691268 - Use filesystem transactions instead of SQLite transactions to initialize profile

David Teller [:Yoric] - still alive but not very active

Reporter

Description

•

14 years ago

A considerable part of profile initialization is done with SQLite. Tracing (see bug 611837) indicates that we work with the strictest level of transactions, which causes considerable I/O. This is costly, in particular on Android devices. We use these transactions to ensure that the profile cannot be corrupted because of accidents during start-up. However, there is another, less costly mechanism, that can be used: file-system based transactions. Current process: - create myfile.sqlite; - adopt pragma synchronous = FULL; - create tables, populate them, etc.; - commit; // Lots of I/O - in case of commit error, fail startup. Proposed process: - create myfile.sqlite.tmp - adopt pragma synchronous = OFF; - (possibly) adopt pragma temp_store = MEMORY; - (possibly) adopt pragma journal_mode = OFF; - create tables, populate them, etc. - commit; // Little I/O - in case of commit error, fail startup; - adopt pragma synchronous = FULL; //No I/O - rename "myfile.sqlite.tmp" to "myfile.sqlite"; // Trivial I/O - proceed as usual. Now, we need to check whether this can work under Windows.

Mike Hommey [:glandium]

Comment 1

•

14 years ago

We should just not create sqlite databases until we add the first data to them.

David Teller [:Yoric] - still alive but not very active

Reporter

Comment 2

•

14 years ago

Mike: there's a chance that this might add a noticeable main-thread pause at runtime, couldn't it?

Mike Hommey [:glandium]

Comment 3

•

14 years ago

are all storage uses on main thread?

David Teller [:Yoric] - still alive but not very active

Reporter

Comment 4

•

14 years ago

I hope not but the truth is that I have no idea. We would definitely need to investigate this before moving to a fully async initialization.

Benjamin Smedberg

Comment 5

•

14 years ago

This is all storage and really has nothing to do with the profile system ;-)

Assignee: dteller → nobody

Component: Profile: BackEnd → Storage

Product: Core → Toolkit

QA Contact: profile-manager-backend → storage

Marco Bonardo [:mak]

Comment 6

•

14 years ago

Storage uses synchronous NORMAL by default, not FULL. Consumers using a WAL journal should also never invoke fsync in all of this process (well, in Places after creating the database we force an fsync on another thread to ensure the structure is correctly saved). Do you have specific Storage consumers in mind? They may just do things the wrong way. Btw, having some measure of the time and I/O difference between creating a db correctly in normal mode and with your suggestion alternative, would help a lot.

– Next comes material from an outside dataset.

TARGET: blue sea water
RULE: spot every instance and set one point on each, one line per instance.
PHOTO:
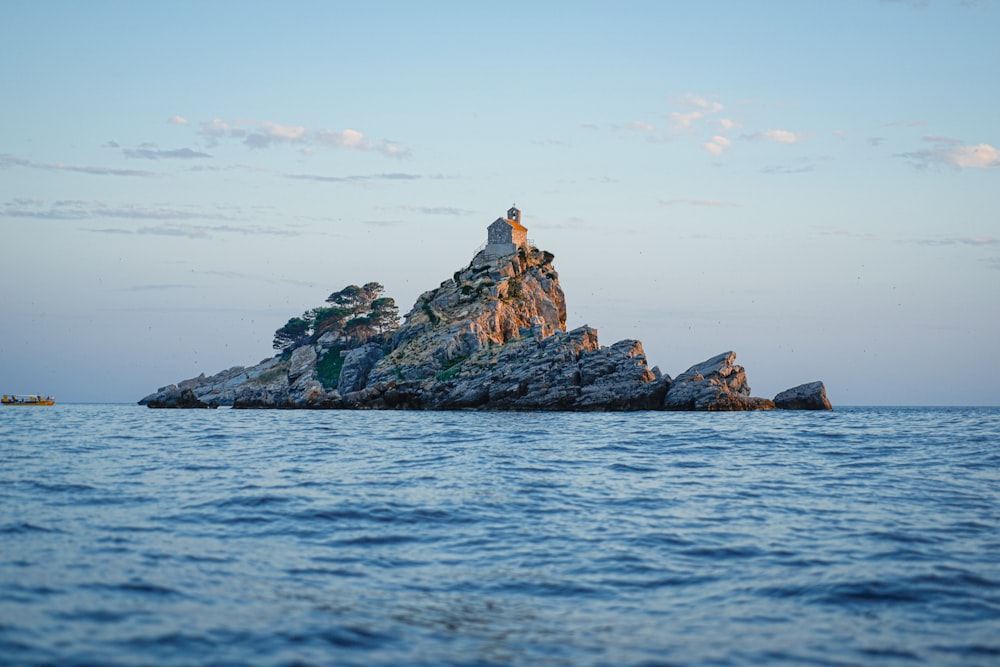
(862, 536)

David Teller [:Yoric] - still alive but not very active

Reporter

Comment 7

•

14 years ago

Attached patch Seems to work. A bit too simple to be true. — Details — Splinter Review

I attach a work-in-progress patch on nsPermissionManager.cpp. It seems to work but I am not confident in the quality of the patch yet: I do not see it performing *any* fsync, which is worrying. I may be missing a pragma to instruct sqlite to flush immediately.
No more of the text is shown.